Presumably, that 287k document is actually a bunch of smaller documents with some sort of delimiting (or structured as an array of json documents). Is that correct?


#6

I guess, yes. Here's an example snippet...

[ { title: [ 'A', [length]: 1 ],
mainTerm:
[ { title: [ 'Aarskog's syndrome', [length]: 1 ],
code: [ 'Q87.1', [length]: 1 ] },
{ title: [ 'Abandonment', [length]: 1 ],
see: [ 'Maltreatment', [length]: 1 ] },
{ title:
[ { nemod: [ '(-astasia) (hysterical)', [length]: 1 ],
_: 'Abasia' },
[length]: 1 ],
code: [ 'F44.4', [length]: 1 ] },
{ title:
[ { nemod: [ '(cystinosis)', [length]: 1 ],
_: 'Abderhalden-Kaufmann-Lignac syndrome' },
[length]: 1 ],
code: [ 'E72.04', [length]: 1 ] },
{ title: [ 'Abdomen, abdominal', [length]: 1 ],
term:
[ { title: [ 'acute', [length]: 1 ],
'$': { level: '1' },
code: [ 'R10.0', [length]: 1 ] },
{ title: [ 'angina', [length]: 1 ],
'$': { level: '1' },
code: [ 'K55.1', [length]: 1 ] },
{ title: [ 'muscle deficiency syndrome', [length]: 1 ],
'$': { level: '1' },
code: [ 'Q79.4', [length]: 1 ] },
[length]: 3 ],
seeAlso: [ 'condition', [length]: 1 ] },


(Shane Connelly) #7

If that's what the actual data looks like, the first step is going to be to get it into actual JSON. It's going to need double quotes around those field names and string values. Elasticsearch used to allow a lot of funky not-quite-JSON stuff including field names without quotes around them, but it broke stuff (e.g. https://github.com/elastic/elasticsearch/issues/9800). Also, Elasticsearch doesn't support arrays with a mixture of datatypes (https://www.elastic.co/guide/en/elasticsearch/reference/5.3/array.html), so you'll need a bit of manipulation there as well. It looks like the [length] piece is just describing the length of the array, and if that's so, it can just go away.
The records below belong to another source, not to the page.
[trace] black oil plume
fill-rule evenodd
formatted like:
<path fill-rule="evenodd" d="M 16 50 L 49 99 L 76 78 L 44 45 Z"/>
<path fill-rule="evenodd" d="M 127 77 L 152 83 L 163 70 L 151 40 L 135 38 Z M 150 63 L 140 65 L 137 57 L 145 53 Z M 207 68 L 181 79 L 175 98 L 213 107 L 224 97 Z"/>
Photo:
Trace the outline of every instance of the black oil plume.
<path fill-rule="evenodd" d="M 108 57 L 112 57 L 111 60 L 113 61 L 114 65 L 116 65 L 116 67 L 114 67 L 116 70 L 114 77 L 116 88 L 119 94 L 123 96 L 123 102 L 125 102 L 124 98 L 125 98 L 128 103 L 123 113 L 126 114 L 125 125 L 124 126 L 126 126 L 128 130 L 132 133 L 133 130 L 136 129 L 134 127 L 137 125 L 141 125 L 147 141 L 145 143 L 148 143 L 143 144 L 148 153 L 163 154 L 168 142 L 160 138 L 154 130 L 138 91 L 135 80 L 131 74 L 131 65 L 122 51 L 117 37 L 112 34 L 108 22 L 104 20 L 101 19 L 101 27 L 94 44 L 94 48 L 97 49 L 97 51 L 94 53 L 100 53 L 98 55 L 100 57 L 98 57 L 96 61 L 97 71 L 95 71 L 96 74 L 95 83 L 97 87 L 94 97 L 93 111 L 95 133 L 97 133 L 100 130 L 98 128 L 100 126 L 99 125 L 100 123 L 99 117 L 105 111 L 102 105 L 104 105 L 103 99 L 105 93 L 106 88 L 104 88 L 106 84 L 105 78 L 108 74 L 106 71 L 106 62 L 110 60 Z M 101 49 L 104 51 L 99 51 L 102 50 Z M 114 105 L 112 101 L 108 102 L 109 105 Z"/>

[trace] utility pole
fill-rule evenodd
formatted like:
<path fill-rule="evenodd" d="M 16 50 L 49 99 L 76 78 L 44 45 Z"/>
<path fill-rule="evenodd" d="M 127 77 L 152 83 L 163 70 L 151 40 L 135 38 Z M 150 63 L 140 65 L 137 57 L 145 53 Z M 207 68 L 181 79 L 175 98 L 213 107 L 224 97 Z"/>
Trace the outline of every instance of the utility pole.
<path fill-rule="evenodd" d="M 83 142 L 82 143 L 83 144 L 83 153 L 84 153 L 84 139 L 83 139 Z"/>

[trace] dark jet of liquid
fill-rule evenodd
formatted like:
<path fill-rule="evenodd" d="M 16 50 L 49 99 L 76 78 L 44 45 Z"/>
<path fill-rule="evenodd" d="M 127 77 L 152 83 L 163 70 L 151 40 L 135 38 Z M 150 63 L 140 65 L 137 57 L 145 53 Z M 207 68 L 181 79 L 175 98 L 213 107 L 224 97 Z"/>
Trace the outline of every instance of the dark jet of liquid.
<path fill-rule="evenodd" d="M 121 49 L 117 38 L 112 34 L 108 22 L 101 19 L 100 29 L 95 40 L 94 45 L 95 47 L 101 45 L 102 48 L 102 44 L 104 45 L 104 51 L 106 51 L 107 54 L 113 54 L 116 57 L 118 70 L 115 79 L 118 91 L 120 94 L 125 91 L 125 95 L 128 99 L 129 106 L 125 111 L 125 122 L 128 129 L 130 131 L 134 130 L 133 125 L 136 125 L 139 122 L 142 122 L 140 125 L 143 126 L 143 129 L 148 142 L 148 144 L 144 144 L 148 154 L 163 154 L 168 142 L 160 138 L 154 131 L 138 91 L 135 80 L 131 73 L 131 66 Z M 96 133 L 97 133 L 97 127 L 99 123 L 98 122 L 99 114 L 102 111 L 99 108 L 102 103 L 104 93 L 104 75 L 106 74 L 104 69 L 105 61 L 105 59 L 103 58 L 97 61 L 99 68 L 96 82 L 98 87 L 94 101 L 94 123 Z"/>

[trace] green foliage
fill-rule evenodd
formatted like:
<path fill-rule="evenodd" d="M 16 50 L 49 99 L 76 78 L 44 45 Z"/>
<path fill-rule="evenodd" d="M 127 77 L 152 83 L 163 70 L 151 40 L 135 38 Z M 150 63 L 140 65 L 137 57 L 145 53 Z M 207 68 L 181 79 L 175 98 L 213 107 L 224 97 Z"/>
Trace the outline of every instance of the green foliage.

If you have to manipulate the data anyway, you may want to just produce an output in the bulk format when you do.


#8

Good catches. I converted it from xml. I'm replacing the single quotes with doubles and the I'll remove the [length] as well...

I'm not following what you mean on producing output in the bulk format... That's ultimately what I'm trying to get to..


(Shane Connelly) #9

What I mean is that right now -- or soon anyway -- you're going from XML to JSON, and then you're looking to go from JSON to the bulk format. Since you have to reprocess the XML, you could just skip the JSON middleman and go straight from XML to the bulk format. Or, honestly, a few hundred thousand items is probably going to be pretty fast to index anyway so you could just post each entity directly to Elasticsearch without going through the bulk endpoint, assuming that's all you're trying to do.

But to answer your question directly, if you've got a json file with an array of objects, I've used jq (https://stedolan.github.io/jq/) before to convert the array into a bulk format. It can also give you an opportunity to manipulate the data a little bit or drop entites along the way. As an example, I recently had a file that contained an array of roads with speedlimits that I wanted to convert into a bulk format. The following converted, adding the index commands in every other line

jq -c '.[] | select(.speed_limit != "0" and .speed_limit != "99")' tmp/roads.json | sed -e 's/^/{ "index" : { "_index" : "speedlimits", "_type" : "limits" } }\
/' > tmp/roads_bulk.json

#10

It would be great to skip the json middleman. How the heck do I do that?


(Shane Connelly) #11

That may depend on what you're using when you say

I converted it from xml.

If you've got a custom script/program doing the XML conversion, you could just edit that custom program to output into the bulk format. You could also just set up Logstash with a file input (https://www.elastic.co/guide/en/logstash/current/plugins-inputs-file.html) an XML filter (https://www.elastic.co/guide/en/logstash/current/plugins-filters-xml.html) and an Elasticsearch output (https://www.elastic.co/guide/en/logstash/current/plugins-outputs-elasticsearch.html) and let it deal with all the conversion/bulk for you.


#12

Fantastic! Thank you very much for this. I'll go through the documentation and install it and give it a try. It would be fantastic to be able to just load the xml into this and let it deal...

Glad I reached out...

Thanks again Shane!


(system) #13

This topic was automatically closed 28 days after the last reply. New replies are no longer allowed.